Achalasia subtypes are front and center of the Chicago classification-strategies to overcome limitations in clinical application

Abstract

High-resolution manometry (HRM) with closely spaced pressure sensors, enhances visualization and interpretation of esophageal pressures. HRM software displays two key physiological features of achalasia: inadequate swallow-induced lower esophageal sphincter (LES) relaxation, and the absence of normal esophageal primary peristalsis. HRM metrics quantify these features, by determining: (I) integrated relaxation pressure (IRP) of the esophagogastric junction (EGJ) during swallowing; and (II) esophageal body pressure patterns of absent or abnormal peristalsis, with high sensitivity for diagnosis of achalasia. These measures guide identification of three achalasia subtypes, through the Chicago classification of motility disorders.
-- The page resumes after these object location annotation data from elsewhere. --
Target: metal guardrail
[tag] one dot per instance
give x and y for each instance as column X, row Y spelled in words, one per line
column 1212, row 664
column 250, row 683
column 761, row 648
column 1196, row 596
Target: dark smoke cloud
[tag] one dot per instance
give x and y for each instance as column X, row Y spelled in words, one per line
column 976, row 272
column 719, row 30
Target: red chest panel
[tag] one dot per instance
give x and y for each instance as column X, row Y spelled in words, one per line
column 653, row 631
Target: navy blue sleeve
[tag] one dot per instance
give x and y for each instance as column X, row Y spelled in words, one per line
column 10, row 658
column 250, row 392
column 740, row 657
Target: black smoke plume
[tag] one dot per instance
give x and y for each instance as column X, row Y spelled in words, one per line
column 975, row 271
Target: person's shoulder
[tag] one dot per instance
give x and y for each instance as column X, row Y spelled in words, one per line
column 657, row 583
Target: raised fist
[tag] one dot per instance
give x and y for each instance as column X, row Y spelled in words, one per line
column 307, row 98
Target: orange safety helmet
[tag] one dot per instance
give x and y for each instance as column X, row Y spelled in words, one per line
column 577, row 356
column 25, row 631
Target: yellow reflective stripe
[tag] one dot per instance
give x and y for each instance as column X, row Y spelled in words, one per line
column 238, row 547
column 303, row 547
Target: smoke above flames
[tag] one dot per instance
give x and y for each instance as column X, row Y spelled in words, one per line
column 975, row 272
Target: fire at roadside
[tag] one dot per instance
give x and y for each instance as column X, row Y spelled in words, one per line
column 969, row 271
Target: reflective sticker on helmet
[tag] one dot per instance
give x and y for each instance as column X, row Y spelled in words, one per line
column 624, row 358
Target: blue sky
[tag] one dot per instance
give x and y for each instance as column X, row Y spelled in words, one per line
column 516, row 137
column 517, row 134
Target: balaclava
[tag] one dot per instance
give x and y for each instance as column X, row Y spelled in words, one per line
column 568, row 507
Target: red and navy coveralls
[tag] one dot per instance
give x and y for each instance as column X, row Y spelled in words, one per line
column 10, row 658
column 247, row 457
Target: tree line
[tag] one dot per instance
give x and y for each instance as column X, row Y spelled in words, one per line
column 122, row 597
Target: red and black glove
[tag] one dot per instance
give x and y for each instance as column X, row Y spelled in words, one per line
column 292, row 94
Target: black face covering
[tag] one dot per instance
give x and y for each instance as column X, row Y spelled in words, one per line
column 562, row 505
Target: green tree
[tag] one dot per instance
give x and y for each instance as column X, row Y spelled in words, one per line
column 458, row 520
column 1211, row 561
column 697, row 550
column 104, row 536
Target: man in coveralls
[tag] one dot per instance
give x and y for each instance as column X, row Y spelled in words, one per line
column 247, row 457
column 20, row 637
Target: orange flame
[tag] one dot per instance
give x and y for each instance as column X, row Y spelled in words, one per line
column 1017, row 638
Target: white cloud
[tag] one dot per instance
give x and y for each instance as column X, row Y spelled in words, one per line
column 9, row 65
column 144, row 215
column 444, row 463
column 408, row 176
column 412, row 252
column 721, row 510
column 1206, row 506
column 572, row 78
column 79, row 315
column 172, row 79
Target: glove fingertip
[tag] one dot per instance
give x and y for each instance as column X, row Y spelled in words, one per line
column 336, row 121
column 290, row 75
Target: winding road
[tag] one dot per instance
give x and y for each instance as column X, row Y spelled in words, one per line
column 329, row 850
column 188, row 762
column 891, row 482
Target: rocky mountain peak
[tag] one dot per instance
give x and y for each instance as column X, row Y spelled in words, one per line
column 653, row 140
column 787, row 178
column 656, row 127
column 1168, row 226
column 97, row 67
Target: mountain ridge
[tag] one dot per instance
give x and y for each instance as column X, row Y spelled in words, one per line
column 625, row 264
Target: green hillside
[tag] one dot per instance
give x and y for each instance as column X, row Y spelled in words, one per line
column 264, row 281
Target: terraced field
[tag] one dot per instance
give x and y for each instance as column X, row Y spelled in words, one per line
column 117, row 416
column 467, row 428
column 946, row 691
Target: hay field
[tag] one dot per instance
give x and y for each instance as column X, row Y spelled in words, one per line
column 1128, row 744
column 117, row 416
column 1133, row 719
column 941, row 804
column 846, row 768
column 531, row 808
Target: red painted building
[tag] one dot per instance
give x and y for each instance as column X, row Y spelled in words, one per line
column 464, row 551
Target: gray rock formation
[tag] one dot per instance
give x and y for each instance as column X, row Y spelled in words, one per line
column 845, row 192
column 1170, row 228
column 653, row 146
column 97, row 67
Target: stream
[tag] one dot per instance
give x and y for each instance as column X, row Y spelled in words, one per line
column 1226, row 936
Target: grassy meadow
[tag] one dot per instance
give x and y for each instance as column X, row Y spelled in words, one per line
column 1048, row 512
Achalasia subtypes stratify prevalent esophageal body pressure patterns with: subtype I, absent pressures (aperistalsis); subtype II, uniform pressures (esophageal pan pressurization); and subtype III, spasm pressures (spastic, premature or abnormal contractions). Whenever HRM reveals a non-relaxing EGJ, achalasia subtypes are front and center of the hierarchical classification process, with relevance to treatment outcomes. Exploration of pathophysiology suggests esophageal circular and longitudinal muscle function varies with achalasia subtype. Beyond the classification, an achalasia-like syndrome refers to a minority of patients where pressures do not meet criteria for achalasia subtypes, necessitating adjunct tests. Application of HRM in patients with achalasia can be challenging. Limitations during acquisition may occur with resistance at the EGJ or catheter curling, and esophageal pooling with successive water swallows. Interpretation requires care when EGJ relaxation pressure is within the normal range or affected by longitudinal muscle contraction. To overcome inconclusive HRM findings, strategies to clarify dysmotility include adjunct swallow challenge tests or additional investigations. Evolving manometric protocols, additional HRM metrics, and incorporation of intraluminal impedance will maximize HRM utility for achalasia.